Tre bicchieri in giro per la Campania

Non ci voleva molto a capire che giorno fosse questo. Mi è bastato aprire gli occhi e fissare la testa di cavallo distesa sul letto accanto a me per ricordarmi immediatamente che oggi vengono diramati i Tre Bicchieri campani della guida Vini d’Italia 2010 del Gambero Rosso

Scherzi a parte, questa è sempre una giornata particolare per chi prova a fare il nostro “mestiere” (ammesso che qualcuno abbia capito quale sia). Perché, volente o nolente, ci si trova naturalmente a tirare le somme di un percorso, nel nostro caso una lunga estate di assaggi e controassaggi, finali, schede, visite. Campania, Basilicata, Umbria, Nord Piemonte, Langa: di sicuro non posso lamentarmi per i vini che mi è toccato, “per lavoro”, testare.

Senza nulla togliere agli altri territori (a cui dedicherò altri post nei prossimi giorni), il fulcro della mia collaborazione col Gambero continua ad essere la mia amata-odiata Campania. E allora mi permetto di copiare Antonio con un breve (si fa per dire) riassunto-commento della lista dei premiati di quest’anno. Una lista che spero venga letta come a mio avviso dovrebbero essere tutte le liste di tutte le guide: una proposta, una sintesi, un punto di vista, significativo ma non certo decisivo nell’analisi di quello che la regione ha da offrire, tra veterani e novità, piccoli e grandi, territori di riferimento e aree emergenti.

E’ solo una delle infinite liste possibili, ne sono consapevole, ed è normale che possa suscitare mille obiezioni e perfino aspre critiche. Ma, senza inutili ipocrisie, è una lista che sento particolarmente vicina alla mia sensibilità, alla mia lettura delle attuali dinamiche produttive e stilistiche campane e, perché no, al mio gusto personale. Quindi, citando nuovamente er sor Tipicamente, il giudizio collettivo sintetizzato dalle proposte del Gambero a volte mi piace di più e volte di meno, come è ovvio che sia. E se proprio volete saperlo, questa volta piace di più anche a me…

PS: chiaramente questo intervento va letto in continuità col filone aziendalista recentemente inaugurato.
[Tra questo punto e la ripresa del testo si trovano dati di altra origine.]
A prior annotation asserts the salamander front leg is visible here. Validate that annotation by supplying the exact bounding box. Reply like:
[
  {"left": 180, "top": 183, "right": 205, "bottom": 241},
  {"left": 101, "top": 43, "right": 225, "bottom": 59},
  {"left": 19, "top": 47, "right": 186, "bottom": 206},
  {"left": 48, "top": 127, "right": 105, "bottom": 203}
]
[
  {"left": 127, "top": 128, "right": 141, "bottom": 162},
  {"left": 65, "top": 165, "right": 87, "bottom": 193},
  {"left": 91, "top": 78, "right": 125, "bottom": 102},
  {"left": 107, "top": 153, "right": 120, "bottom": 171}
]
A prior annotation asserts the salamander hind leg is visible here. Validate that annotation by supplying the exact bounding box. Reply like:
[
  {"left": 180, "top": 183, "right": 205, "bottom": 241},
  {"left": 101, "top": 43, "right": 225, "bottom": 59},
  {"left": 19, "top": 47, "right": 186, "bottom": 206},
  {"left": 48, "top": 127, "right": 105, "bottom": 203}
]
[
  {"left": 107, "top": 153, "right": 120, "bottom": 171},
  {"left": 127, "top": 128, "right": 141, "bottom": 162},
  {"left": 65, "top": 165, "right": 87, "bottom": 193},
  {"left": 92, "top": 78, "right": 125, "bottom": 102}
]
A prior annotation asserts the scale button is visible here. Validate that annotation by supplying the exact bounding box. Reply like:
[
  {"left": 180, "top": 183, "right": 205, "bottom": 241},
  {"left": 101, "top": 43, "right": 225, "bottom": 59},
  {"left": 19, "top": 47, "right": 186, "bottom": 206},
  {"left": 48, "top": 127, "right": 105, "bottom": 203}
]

Anzi, a voler essere precisi, è stato dettato da Cernilli in persona quindi chiedo ad Antonio di aggiungere con photoshop un po’ di barba e qualche chilo alla foto del profilo…


Vini Rossi


Falerno del Massico Rosso Camarato ’05 – Villa Matilde

Forse non è uno dei nomi più “alla moda” nel passaparola degli enoappassionati più agguerriti, ma l’etichetta simbolo del Falerno a base aglianico raramente delude. Ma non è solo un riconoscimento alla costanza: la versione 2005 aggiunge alla consueta integrità strutturale un surplus di carattere territoriale, sottolineato da ricordi marini e salmastri.

Terra di Lavoro ’07 – Galardi

A differenza della precedente, è una versione che ha saputo rivelarsi pienamente convincente fin dai primi assaggi e non a caso sta mettendo d’accordo tutte le guide e i critici. La solita potenza deflagrante del blend di aglianico e piedirosso di Sessa Aurunca viene controllata alla grande da uno scheletro di straordinaria vitalità e articolazione. Ma è soprattutto la grana tannica a fare la differenza.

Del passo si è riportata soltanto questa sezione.